Preventing Dementia

A recent study by Bredesen from the UCLA Alzheimer’s Disease Research (Aging September 2014, Vol 6) program has turned the concepts of preventing and treating Alzheimer’s and other dementia on their heads. He used a comprehensive nutritional, hormonal and cognitive program to reverse symptoms of dementia in 8 of 10 patients with Alzheimer’s disease. Much of his approach is similar to what I do in my practice: optimize diet, use specific nutrients for brain health, remove toxins including metals like lead and mercury and improve hormonal status with bio-identical hormones.

Recommended treatments for dementia

Here are some of the key recommendations from Bredesen’s study;

  • Employ a 12 hour fast between dinner and breakfast with minimum 3 hours between the last food intake and sleep to allow the brain to perform its detoxification function called autophagy

  • Assess and treat through chelation (using DMSA and EDTA) elevated lead, mercury or cadmium levels

  • Supplement with curcumin, folate, bacopa, citicoline, DHA, green tea, ashwagandha

  • Diet is based on large amounts of vegetable and fruits, fats from olive oil, protein from fish and seafood and fruit as dessert, little simple carbohydrates, in other words, a Mediterranean diet similar to what I have described in The Adaptation Diet

  • Exercise 30-60 minutes 4-6 days a week mix of resistance and aerobics

  • Lower homocysteine, a marker of vascular damage through the use of B 12, folate and B6 in the proper forms (methylated)

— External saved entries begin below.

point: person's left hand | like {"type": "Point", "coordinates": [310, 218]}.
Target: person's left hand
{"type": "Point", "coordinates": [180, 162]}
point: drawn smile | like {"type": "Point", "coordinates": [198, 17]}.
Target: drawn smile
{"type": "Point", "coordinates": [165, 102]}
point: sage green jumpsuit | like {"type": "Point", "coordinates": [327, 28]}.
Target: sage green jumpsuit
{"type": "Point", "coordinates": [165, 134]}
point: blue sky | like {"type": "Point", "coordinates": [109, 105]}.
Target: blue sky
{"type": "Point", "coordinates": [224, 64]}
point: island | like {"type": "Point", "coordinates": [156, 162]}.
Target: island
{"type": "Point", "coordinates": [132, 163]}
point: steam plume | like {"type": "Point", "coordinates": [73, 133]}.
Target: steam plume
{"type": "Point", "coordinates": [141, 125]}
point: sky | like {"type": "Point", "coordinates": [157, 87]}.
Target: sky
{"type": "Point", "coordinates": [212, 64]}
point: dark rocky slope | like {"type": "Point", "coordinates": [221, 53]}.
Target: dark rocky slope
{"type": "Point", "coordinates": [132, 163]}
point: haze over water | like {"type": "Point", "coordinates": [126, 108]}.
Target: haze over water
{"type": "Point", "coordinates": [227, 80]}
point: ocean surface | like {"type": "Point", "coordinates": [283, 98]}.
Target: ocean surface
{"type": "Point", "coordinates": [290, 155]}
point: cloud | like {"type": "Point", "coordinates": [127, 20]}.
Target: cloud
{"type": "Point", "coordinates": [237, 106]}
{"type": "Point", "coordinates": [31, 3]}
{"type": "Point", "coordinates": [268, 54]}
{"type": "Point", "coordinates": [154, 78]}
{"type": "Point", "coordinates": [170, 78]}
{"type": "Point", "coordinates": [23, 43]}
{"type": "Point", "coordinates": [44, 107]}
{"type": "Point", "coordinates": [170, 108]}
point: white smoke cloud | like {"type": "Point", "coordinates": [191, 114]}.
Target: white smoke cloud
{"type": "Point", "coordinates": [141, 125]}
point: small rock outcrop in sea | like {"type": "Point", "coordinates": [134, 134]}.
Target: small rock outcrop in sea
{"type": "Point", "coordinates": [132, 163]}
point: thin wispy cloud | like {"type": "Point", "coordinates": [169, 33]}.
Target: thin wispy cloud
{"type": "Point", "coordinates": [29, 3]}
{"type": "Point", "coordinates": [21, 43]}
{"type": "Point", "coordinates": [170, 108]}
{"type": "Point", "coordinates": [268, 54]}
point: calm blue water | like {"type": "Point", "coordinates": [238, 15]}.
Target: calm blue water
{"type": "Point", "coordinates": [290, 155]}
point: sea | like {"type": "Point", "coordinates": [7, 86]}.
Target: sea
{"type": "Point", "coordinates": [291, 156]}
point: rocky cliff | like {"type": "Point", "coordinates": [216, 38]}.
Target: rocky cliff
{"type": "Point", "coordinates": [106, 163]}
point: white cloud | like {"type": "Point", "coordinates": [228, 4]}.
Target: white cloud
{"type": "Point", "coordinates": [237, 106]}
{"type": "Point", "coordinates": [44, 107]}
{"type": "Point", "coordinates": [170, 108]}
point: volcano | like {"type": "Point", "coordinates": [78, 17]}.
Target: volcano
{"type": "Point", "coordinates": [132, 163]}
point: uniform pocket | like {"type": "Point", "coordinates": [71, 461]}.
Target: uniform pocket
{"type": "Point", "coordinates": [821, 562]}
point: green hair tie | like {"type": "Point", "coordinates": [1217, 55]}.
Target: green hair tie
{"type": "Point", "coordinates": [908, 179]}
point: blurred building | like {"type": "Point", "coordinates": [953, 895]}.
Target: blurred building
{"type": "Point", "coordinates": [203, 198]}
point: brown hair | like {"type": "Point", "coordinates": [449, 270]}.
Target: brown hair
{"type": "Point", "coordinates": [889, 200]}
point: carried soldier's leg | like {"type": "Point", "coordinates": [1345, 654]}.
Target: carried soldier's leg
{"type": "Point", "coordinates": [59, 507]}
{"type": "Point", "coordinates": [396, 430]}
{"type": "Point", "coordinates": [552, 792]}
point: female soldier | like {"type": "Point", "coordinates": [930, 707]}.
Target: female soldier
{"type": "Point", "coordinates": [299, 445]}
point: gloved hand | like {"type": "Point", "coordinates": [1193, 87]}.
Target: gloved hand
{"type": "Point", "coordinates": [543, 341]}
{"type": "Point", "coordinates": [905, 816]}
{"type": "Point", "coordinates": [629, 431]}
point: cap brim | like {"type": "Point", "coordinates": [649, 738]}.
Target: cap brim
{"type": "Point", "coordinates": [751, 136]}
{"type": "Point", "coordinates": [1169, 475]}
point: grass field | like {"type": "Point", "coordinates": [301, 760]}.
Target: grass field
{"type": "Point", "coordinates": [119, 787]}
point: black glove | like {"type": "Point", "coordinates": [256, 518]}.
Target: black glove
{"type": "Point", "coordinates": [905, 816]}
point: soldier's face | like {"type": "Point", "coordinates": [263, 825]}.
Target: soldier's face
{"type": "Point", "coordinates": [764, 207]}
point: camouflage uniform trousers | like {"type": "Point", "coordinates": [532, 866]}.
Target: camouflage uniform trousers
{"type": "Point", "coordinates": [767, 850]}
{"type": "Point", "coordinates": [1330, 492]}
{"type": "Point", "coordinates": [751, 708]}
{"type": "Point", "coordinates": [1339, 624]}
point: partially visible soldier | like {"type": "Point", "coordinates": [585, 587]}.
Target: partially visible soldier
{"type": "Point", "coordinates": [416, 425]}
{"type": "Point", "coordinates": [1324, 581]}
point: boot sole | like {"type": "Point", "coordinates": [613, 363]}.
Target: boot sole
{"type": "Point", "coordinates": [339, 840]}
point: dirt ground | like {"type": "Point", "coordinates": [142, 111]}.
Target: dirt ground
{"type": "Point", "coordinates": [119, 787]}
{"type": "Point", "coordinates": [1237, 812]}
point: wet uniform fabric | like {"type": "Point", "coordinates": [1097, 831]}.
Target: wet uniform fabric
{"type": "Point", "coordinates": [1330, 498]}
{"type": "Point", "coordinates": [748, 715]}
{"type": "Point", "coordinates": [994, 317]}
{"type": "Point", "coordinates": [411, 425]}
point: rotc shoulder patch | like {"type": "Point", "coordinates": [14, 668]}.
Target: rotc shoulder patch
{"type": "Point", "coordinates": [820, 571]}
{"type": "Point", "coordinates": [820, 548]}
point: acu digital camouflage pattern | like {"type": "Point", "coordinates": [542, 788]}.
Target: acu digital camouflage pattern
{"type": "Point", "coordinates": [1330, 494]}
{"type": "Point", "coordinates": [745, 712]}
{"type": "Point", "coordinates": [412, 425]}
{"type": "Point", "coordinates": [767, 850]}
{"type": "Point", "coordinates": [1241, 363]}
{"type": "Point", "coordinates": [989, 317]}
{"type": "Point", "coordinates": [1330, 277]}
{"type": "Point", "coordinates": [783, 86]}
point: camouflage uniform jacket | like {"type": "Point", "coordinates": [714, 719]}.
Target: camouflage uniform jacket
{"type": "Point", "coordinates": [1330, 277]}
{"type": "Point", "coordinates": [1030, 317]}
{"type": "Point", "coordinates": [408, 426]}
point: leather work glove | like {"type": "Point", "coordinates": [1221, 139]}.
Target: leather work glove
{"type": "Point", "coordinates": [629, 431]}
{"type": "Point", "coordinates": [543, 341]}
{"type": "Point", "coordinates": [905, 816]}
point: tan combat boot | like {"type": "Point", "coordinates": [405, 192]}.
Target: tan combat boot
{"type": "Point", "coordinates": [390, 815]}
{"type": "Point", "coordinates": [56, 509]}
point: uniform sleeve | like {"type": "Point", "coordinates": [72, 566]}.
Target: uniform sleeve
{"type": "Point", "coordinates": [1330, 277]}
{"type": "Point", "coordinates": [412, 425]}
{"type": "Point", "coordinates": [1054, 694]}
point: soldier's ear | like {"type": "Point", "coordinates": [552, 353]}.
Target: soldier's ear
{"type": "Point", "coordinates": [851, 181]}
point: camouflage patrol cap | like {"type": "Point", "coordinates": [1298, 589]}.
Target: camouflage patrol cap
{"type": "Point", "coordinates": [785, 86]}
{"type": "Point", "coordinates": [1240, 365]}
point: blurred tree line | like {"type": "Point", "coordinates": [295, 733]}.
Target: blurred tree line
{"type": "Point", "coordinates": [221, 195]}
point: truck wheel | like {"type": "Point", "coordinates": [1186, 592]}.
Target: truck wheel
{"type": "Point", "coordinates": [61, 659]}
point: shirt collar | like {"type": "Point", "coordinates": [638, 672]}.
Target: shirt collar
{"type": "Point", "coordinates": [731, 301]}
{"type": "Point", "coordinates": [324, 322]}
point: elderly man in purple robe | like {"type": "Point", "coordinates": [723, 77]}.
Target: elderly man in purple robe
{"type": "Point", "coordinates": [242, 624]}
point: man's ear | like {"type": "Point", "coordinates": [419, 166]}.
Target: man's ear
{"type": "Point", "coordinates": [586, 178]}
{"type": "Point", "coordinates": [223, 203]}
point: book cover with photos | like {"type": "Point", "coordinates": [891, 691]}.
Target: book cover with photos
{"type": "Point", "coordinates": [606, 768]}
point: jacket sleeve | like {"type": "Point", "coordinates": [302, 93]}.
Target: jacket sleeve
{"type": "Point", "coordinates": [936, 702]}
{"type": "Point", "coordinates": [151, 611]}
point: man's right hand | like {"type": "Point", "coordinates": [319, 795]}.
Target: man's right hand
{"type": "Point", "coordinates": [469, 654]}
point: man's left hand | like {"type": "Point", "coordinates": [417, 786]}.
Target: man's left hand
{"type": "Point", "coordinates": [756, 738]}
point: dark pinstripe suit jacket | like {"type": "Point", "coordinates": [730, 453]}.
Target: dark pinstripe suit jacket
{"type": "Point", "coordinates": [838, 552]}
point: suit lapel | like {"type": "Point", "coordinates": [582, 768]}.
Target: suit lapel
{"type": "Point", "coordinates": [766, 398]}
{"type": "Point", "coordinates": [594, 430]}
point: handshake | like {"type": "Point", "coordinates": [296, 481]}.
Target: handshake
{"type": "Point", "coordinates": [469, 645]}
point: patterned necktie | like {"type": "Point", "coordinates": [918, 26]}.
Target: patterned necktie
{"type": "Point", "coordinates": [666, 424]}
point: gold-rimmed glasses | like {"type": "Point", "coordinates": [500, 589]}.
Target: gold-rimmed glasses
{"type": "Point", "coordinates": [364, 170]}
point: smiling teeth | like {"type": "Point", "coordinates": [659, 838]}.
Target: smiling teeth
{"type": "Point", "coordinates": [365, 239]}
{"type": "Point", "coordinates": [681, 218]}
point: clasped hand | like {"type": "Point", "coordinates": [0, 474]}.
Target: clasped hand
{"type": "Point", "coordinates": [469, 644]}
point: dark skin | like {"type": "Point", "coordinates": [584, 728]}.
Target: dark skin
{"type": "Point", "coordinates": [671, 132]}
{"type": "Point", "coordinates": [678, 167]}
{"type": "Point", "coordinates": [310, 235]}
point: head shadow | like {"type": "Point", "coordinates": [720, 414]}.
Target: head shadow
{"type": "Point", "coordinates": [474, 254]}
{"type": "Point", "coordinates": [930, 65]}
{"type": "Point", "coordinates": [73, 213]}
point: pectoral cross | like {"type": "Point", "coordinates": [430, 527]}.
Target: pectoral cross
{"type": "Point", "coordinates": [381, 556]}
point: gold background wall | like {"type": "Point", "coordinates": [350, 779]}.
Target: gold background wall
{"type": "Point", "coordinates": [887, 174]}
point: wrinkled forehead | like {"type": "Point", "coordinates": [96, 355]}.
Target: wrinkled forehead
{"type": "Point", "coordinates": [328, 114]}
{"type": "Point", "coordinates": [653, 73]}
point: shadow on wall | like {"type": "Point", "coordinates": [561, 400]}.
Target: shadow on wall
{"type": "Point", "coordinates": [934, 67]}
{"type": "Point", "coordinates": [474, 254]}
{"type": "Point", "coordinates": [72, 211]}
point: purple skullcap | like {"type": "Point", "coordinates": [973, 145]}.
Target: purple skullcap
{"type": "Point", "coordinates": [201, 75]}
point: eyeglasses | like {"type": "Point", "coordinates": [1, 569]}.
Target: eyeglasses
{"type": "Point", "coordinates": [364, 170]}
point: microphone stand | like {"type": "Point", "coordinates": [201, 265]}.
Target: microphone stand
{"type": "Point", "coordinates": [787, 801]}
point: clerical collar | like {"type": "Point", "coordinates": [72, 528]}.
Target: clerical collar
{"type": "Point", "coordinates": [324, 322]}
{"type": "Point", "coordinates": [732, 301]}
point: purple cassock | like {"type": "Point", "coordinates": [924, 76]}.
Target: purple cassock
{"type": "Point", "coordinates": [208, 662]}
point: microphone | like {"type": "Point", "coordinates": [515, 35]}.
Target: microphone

  • Optimize thyroid, estrogen, progesterone, testosterone and especially pregnenolone

  • Control excess cortisol through stress reduction and botanical adaptogens like ashwagandha

  • Optimize mitochondrial function with CoQ10, ALA, PQQ

  • Brain stimulation techniques

  • Adequate sleep

Connections between sleep behavior and memory

Sleep behavior is especially important in preserving memory, as sleep disturbance is associated with reduction in task related working memory. Obesity is another major risk for dementia since it impairs vascular function and leads to greater inflammation. In a study of 400 adults ages 20-82, the higher the BMI (measure of obesity) the greater the cognitive decline as they aged. Exercise, including yoga, also has a major influence on risk for dementia. 26 of 27 studies showed an association between exercise and either preservation or improvement of cognitive function in subjects over 60 years of age.

There is a growing awareness that Alzheimer’s, like diabetes and heart disease, is related to an unhealthy lifestyle with some experts even calling Alzheimer’s type 3 diabetes. Though this current study was with people already in dementia, every principle he discusses is even more applicable to prevention. I have found many of these ideas relatively easy to implement with my patients and urge everyone to change what they can in their self care to reduce the risk of this terrible disease.